WINNIPEG — As world leaders, including Canada’s new prime minister, meet in Paris Nov. 30 — Dec. 11 to conclude a major new climate change agreement, their main focus is on cutting greenhouse gas emissions — a good thing. But the plight of many of the world’s 1.5 billion small-scale farmers should also be addressed.

“Our partners across Africa and Asia are telling us that they are facing increased droughts, more severe flooding and unpredictable growing seasons,” says Jim Cornelius, executive director of Canadian Foodgrains Bank. “They need support in adapting to climate change, as well as other environmental challenges.”

A new report from the Canadian Foodgrains Bank argues that promoting strong public investments in sustainable agricultural practices will help farmers build climate resilience.

Sustainable Harvests: How investing in agriculture can help farmers address environmental challenges, documents the many environmental obstacles farmers face, including water shortages, degraded soils and a decline in diversity of plants and animals. Climate change poses an enormous additional risk, with the potential to increase the number of hungry people by 10-20 per cent by 2050.

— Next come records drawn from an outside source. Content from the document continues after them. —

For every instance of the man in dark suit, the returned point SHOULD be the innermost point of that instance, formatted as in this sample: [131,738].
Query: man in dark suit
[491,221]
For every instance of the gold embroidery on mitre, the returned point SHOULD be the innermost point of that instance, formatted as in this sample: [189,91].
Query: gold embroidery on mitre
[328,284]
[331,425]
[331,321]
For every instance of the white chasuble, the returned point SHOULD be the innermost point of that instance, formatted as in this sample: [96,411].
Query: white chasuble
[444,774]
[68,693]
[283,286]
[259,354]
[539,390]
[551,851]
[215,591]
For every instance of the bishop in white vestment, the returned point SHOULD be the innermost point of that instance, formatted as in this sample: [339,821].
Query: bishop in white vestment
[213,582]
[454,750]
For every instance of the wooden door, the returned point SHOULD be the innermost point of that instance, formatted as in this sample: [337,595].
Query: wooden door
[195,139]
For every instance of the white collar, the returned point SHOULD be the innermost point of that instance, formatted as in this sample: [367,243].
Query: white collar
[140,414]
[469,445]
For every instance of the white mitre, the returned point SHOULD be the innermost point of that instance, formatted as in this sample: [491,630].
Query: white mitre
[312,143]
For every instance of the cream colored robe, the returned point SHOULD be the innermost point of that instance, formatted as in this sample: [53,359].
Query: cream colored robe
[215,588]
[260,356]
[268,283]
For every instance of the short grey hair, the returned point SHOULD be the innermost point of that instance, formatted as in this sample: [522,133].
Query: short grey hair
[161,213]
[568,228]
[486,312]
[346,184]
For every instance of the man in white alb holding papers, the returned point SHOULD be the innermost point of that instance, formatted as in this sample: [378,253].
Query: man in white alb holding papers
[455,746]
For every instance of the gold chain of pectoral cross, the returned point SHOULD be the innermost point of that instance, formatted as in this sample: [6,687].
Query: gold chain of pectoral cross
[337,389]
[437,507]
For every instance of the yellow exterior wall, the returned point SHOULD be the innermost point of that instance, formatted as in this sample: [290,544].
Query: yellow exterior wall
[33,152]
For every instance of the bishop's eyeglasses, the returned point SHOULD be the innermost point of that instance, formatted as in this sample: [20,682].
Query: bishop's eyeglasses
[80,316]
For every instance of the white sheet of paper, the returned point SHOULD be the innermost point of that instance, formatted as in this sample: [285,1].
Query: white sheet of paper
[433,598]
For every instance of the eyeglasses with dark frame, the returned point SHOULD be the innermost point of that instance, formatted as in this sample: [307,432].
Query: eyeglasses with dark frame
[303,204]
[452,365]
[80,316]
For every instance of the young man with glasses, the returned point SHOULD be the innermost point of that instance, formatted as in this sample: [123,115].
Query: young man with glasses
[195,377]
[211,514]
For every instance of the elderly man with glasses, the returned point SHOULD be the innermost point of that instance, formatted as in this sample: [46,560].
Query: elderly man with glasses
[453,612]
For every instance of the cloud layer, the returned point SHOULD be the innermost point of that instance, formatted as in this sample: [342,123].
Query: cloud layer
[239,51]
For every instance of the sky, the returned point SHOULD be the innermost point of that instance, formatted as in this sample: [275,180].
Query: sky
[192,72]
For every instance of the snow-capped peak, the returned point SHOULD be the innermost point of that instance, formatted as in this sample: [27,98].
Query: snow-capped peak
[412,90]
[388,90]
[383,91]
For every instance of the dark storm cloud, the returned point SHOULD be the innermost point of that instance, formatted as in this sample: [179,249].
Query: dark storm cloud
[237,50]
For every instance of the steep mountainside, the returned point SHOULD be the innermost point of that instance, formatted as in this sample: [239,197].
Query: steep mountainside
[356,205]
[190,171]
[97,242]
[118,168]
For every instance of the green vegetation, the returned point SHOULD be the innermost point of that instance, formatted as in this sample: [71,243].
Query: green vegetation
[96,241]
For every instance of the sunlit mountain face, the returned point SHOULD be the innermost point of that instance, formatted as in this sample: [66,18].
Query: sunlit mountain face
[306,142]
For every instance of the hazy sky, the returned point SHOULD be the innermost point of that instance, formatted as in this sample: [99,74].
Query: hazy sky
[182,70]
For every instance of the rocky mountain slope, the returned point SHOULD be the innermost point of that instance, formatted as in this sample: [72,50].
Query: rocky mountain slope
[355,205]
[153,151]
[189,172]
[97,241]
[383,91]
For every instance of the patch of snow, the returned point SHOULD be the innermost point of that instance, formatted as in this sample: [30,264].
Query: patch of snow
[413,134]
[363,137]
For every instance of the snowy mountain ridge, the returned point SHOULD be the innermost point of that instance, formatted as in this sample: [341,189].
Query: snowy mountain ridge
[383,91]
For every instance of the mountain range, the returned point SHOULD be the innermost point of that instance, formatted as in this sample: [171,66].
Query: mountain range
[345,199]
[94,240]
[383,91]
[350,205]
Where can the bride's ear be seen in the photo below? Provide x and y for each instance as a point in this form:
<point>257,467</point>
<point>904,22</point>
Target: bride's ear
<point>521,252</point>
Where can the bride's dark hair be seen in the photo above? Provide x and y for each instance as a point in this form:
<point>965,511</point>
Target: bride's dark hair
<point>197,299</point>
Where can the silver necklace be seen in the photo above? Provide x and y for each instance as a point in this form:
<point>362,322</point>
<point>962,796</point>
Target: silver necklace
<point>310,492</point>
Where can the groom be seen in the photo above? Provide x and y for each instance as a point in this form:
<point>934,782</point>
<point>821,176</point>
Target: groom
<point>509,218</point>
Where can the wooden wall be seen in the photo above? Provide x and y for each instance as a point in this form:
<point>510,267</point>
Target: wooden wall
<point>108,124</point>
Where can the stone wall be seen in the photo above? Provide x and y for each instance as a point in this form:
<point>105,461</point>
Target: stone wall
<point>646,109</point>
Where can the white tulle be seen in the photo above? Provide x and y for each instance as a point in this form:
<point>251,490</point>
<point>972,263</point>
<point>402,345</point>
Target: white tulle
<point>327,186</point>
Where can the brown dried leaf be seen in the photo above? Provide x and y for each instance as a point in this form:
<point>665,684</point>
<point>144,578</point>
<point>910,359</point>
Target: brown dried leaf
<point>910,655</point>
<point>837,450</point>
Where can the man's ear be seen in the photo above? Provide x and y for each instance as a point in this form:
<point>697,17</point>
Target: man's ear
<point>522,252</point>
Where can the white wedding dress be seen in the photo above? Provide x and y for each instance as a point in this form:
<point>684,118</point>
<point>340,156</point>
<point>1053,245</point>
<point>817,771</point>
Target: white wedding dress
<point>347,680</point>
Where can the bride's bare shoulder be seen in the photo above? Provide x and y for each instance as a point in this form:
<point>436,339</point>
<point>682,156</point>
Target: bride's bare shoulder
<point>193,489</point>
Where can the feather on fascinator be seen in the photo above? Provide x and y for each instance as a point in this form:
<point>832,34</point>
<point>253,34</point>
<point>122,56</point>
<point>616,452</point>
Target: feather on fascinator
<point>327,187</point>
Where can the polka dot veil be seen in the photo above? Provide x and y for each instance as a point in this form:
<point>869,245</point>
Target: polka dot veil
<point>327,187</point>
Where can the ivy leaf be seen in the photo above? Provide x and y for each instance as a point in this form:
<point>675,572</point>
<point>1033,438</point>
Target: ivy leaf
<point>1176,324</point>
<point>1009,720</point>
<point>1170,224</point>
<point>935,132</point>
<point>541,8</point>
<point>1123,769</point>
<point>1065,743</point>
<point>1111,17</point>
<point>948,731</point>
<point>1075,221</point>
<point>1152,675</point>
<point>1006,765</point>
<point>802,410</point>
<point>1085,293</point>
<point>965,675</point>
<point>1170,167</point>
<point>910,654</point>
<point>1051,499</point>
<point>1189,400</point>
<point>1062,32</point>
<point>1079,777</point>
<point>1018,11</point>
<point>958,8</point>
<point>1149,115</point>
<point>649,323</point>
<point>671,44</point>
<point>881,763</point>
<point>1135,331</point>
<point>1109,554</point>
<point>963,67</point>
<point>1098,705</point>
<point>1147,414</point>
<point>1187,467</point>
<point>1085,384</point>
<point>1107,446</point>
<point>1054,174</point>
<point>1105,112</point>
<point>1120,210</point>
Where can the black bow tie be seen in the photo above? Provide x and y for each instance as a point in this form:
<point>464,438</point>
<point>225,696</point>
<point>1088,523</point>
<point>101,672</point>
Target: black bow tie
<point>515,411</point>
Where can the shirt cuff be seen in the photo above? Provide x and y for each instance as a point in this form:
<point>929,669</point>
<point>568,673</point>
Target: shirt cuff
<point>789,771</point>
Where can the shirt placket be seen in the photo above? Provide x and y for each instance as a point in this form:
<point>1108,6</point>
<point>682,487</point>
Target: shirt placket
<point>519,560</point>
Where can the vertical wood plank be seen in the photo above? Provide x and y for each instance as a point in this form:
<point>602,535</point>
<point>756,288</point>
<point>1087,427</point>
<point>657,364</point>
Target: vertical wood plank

Small-scale farmers, particularly women, are especially vulnerable to environmental degradation. “They are often relegated to the poorest lands and they directly depend on natural resources, such as rain, to provide for their families,” said Cornelius.

What makes things more challenging is “they have limited capacity to adapt to these challenges, due to lack of access to credit, agricultural information and other supports,” he adds.

Many of the solutions are already known, Cornelius notes. Sustainable practices such as conservation agriculture, agroforestry, the use of more diversified crop rotations and drip-irrigation.

“These practices can help conserve water resources, build soil health, and enable adaptation to climate change,” he says. “But small-scale farmers need support to put these solutions into practice.”

Unfortunately, Canadian government aid for agriculture is in decline. From 2008 — 2011 Canada’s support for agriculture averaged $450 million per year. Since 2011, this has fallen by 30 per cent.

The Foodgrains Bank is urging Canada to restore its aid for agriculture to at least $450 million per year, and also to ensure that aid supports sustainable agricultural practices. “This would be a win for reducing hunger in the world. And it would be a win for the environment,” says Cornelius.

At the climate change talks in Paris, the world’s developed countries can show their support for helping small-scale farmers adapt to climate change by making commitments of financial support to help developing countries adapt to and slow climate change, he adds.

“This is a great opportunity for the new Canadian government to make a positive contribution to fighting climate change. Let’s make sure the world’s most vulnerable farmers get the support they need,” he says.

Sustainable Harvests is the third in a series of reports from the Foodgrains Bank documenting the benefits of agricultural development. The first, Money in the Pocket, Food on the Table, made the case that investing in agriculture in developing countries is one of the most effective ways to reduce poverty in the world. The second, Growing Nutrition, showed how agricultural development can lead to improved nutrition for families.